Nueva York, década del cincuenta. El protagonista es un detective privado que, como en todo buen film noir, se cruza con una historia mucho más complicada de lo que creía en un comienzo. Lionel Essrog (Edward Norton, también director y guionista) tiene que investigar la muerte de su amigo y mentor y al hacerlo se sumergirá en una conspiración cuyos alcances eran inimaginables en un comienzo.
Essrog tiene a su favor una memoria prodigiosa. Puede recordar todo lo que escucha y también lo que ve. Pero a la vez posee síndrome de Tourette, por lo cual sus tics, sus cambios de tono y sus expresiones fuera de lugar no le permiten pasar desapercibido o comportarse de manera sobria.

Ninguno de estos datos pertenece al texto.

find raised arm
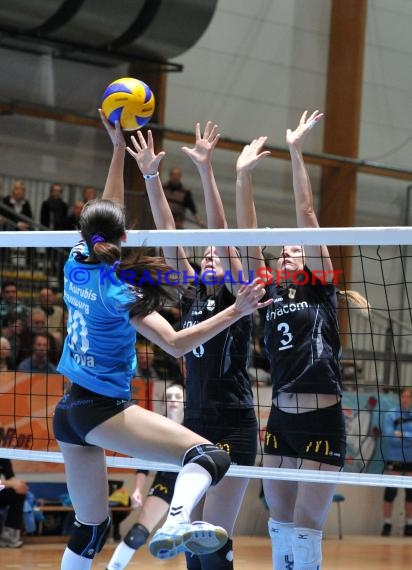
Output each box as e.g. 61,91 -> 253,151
235,137 -> 271,278
99,109 -> 126,207
182,122 -> 244,294
127,130 -> 194,277
286,110 -> 333,277
132,279 -> 272,358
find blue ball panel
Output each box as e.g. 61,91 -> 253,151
142,83 -> 152,103
103,82 -> 132,99
136,115 -> 150,127
108,107 -> 123,125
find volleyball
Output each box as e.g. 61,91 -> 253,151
101,77 -> 155,131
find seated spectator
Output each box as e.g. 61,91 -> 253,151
1,314 -> 27,369
17,333 -> 57,373
35,288 -> 64,346
0,336 -> 12,371
18,309 -> 61,365
0,281 -> 29,327
65,200 -> 84,230
0,458 -> 27,548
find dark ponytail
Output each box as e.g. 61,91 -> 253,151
79,199 -> 125,264
120,249 -> 187,318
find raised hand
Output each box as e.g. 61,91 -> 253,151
127,130 -> 166,176
234,278 -> 273,316
181,121 -> 220,168
286,110 -> 323,149
99,108 -> 126,149
236,136 -> 271,174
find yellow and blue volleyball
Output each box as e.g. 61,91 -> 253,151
102,77 -> 155,131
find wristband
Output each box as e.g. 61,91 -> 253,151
143,172 -> 159,180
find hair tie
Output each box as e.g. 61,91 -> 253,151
112,260 -> 121,270
91,233 -> 106,245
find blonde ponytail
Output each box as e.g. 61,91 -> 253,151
337,290 -> 371,317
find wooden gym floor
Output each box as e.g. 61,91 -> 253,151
1,536 -> 412,569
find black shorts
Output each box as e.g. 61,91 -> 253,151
184,408 -> 257,466
385,461 -> 412,474
148,471 -> 178,504
53,383 -> 134,446
263,402 -> 346,467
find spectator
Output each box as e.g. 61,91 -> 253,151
1,180 -> 34,265
18,308 -> 60,365
17,333 -> 57,373
163,166 -> 205,228
381,388 -> 412,537
1,180 -> 32,231
40,183 -> 68,276
66,200 -> 84,230
40,182 -> 68,230
36,288 -> 64,346
0,458 -> 28,548
1,314 -> 27,369
134,341 -> 165,414
0,281 -> 29,327
82,185 -> 97,203
0,336 -> 12,371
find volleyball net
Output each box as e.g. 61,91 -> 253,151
0,226 -> 411,488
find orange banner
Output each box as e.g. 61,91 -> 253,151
0,372 -> 151,473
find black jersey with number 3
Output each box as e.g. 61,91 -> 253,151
181,284 -> 253,420
264,267 -> 342,397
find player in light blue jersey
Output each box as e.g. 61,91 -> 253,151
381,388 -> 412,537
53,110 -> 271,570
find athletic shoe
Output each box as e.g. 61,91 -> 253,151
0,526 -> 23,548
404,524 -> 412,537
381,523 -> 392,536
149,521 -> 228,559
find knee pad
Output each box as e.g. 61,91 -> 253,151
292,527 -> 322,567
384,487 -> 397,502
123,522 -> 149,550
68,517 -> 111,559
199,539 -> 234,570
268,519 -> 294,568
406,488 -> 412,502
268,518 -> 294,550
185,551 -> 202,570
183,444 -> 230,486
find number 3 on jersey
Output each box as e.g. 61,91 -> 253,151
277,322 -> 293,351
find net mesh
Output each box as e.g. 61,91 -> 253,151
0,227 -> 411,487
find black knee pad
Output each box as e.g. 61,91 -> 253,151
384,487 -> 397,502
123,522 -> 149,550
199,539 -> 234,570
68,517 -> 111,559
183,444 -> 230,486
185,551 -> 202,569
406,488 -> 412,502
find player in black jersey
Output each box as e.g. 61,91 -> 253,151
127,122 -> 266,570
236,110 -> 368,570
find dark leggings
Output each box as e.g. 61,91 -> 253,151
0,488 -> 25,529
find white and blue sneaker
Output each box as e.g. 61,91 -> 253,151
149,521 -> 228,560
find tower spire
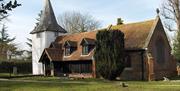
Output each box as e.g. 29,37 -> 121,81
30,0 -> 66,34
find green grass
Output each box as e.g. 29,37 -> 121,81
0,73 -> 35,79
0,77 -> 180,91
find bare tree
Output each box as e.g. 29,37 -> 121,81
161,0 -> 180,62
58,11 -> 101,33
161,0 -> 180,31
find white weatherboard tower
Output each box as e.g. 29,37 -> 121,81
30,0 -> 67,75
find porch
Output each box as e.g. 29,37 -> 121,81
39,48 -> 96,78
42,60 -> 95,78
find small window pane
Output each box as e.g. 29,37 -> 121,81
54,32 -> 58,37
82,45 -> 89,55
125,55 -> 131,67
37,33 -> 41,38
65,47 -> 71,56
156,38 -> 165,63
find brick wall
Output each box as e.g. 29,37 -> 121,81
120,52 -> 145,80
147,20 -> 177,80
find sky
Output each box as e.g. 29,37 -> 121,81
5,0 -> 163,50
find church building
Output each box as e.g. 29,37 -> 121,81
31,0 -> 177,80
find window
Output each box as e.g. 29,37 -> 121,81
82,45 -> 89,55
155,38 -> 165,63
125,55 -> 131,67
64,41 -> 77,56
36,33 -> 41,38
68,62 -> 92,73
54,32 -> 58,37
80,38 -> 95,55
65,47 -> 71,56
81,63 -> 92,73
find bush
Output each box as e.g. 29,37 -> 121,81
0,61 -> 32,74
94,29 -> 125,80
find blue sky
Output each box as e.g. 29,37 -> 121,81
5,0 -> 162,50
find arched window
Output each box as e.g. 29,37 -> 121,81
125,54 -> 131,68
155,37 -> 165,64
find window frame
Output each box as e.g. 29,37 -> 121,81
125,54 -> 132,68
54,32 -> 58,37
82,45 -> 89,55
155,37 -> 165,64
64,47 -> 71,56
36,33 -> 41,38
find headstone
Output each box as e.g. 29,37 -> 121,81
120,82 -> 128,87
13,66 -> 17,75
163,77 -> 170,81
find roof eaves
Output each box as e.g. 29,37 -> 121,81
39,49 -> 46,62
45,49 -> 53,61
143,15 -> 160,49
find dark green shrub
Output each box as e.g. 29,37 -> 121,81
0,61 -> 32,74
94,29 -> 125,80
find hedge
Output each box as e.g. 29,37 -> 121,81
0,61 -> 32,74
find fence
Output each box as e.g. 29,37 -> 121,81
0,61 -> 32,74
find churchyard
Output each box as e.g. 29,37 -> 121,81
0,76 -> 180,91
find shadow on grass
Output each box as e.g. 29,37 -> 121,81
0,80 -> 89,91
0,74 -> 43,79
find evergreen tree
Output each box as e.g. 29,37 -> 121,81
94,29 -> 125,80
25,38 -> 32,60
173,31 -> 180,63
0,24 -> 15,60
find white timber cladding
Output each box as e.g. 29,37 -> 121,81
32,31 -> 61,75
32,32 -> 43,75
31,0 -> 67,75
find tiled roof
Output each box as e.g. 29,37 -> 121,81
81,38 -> 96,45
39,18 -> 157,62
111,19 -> 155,49
56,31 -> 97,61
49,42 -> 62,48
40,48 -> 63,61
64,40 -> 77,47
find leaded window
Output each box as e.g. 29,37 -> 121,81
82,45 -> 89,55
155,38 -> 165,63
65,47 -> 71,56
125,55 -> 131,67
64,41 -> 77,56
36,33 -> 41,38
54,32 -> 58,37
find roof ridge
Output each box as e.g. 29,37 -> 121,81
60,30 -> 98,37
116,19 -> 156,26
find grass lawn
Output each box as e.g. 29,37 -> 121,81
0,77 -> 180,91
0,73 -> 31,77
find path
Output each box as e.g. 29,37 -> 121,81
0,78 -> 96,84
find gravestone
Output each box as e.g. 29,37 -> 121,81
13,66 -> 17,75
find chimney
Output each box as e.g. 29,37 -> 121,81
117,18 -> 123,25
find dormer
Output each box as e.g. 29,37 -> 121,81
64,40 -> 77,56
80,38 -> 95,55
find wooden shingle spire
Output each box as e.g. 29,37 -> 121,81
30,0 -> 67,34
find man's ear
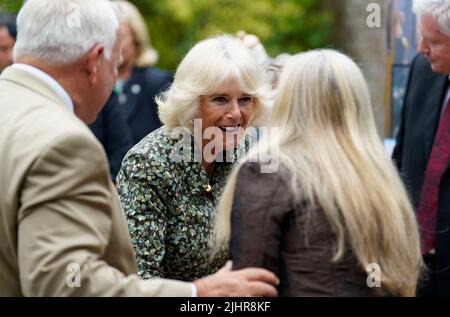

La reconstrucción de época es espectacular, la trama que por momentos recuerda a Chinatown (1974) es interesante y el elenco es un verdadero lujo. Pero el esfuerzo permanente de Edward Norton por mostrar su calidad de actor y sus habilidades para interpretar a un detective con síndrome de Taurette arruinan toda la experiencia. Ningún clasicismo puede funcionar si uno de los elementos se la pasa llamando la atención sobre sí mismo como si fuera un cartel de neón en medio de la noche. El ego de los actores, empeorado por estar sin control en su triple trabajo (cuádruple sin contamos que es uno de los productores), suele generar estos momentos vergonzantes. Sin duda es lo que quería Edward Norton, pero cuesta creer que fuera lo que necesitaba la película.